CR2 (Canon Raw version 2) is the RAW format Canon used from around 2004 until 2018, built on the TIFF/EP standard. CR3 replaced it starting in 2018 with the DIGIC 8 processor: it uses the ISO Base Media File Format with Canon's crx codec and adds a lossy "C-RAW" option that's roughly 40% smaller than full RAW with little visible difference. They're different formats with different internals, so a CR2 tool and a CR3 tool aren't interchangeable. Check your file's extension — .cr2 versus .cr3 — to know which you have.

Can I batch-convert a whole CR2 photo shoot at once?

Yes. Drop in as many .cr2 files as you like and each converts in parallel with the same output format and settings, then you download them as one ZIP. This is the typical workflow for clearing a card after a shoot — convert all the keepers to JPG for a client gallery in one pass, while keeping the RAW originals on your drive. There's no fixed file-count cap; the practical limit is how long the upload of many large RAW files takes on your connection.

Is converting CR2 to DNG better for archiving than TIFF?

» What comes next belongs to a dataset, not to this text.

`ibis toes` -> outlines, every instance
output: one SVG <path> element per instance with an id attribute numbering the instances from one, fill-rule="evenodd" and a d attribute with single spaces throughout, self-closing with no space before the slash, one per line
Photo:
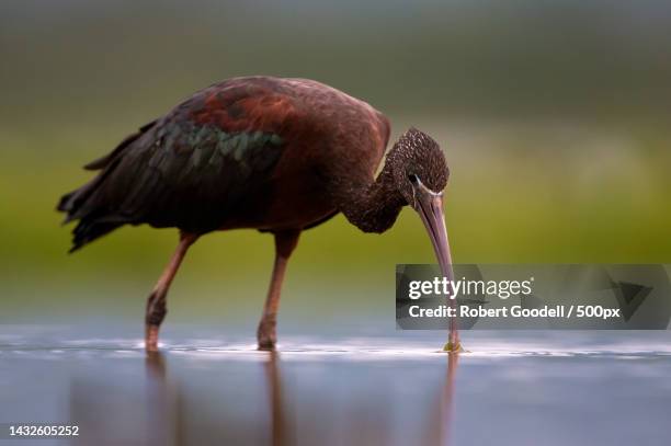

They solve the problem differently. DNG (Adobe Digital Negative) is an open, documented RAW container that keeps the sensor's editing latitude intact while being about 15-20% smaller than the original CR2 — a good hedge against a proprietary format losing support. A 16-bit TIFF is not RAW anymore: it's a fully-rendered, openly-documented pixel master, ideal when you've finished developing and want a stable file any imaging program will read for decades. Use DNG to preserve re-editing flexibility; use TIFF for a finished archival master.

What's the largest CR2 file I can convert?

There's no fixed per-file cap. Conversion runs on our servers, so the practical limit is your upload size and connection speed — even high-megapixel CR2 files of 30-50 MB convert routinely, and batch jobs have no quantity limit. If you're clearing a large card over a slow connection, the upload is the slow part, not the conversion; queue the batch and grab the ZIP when it finishes.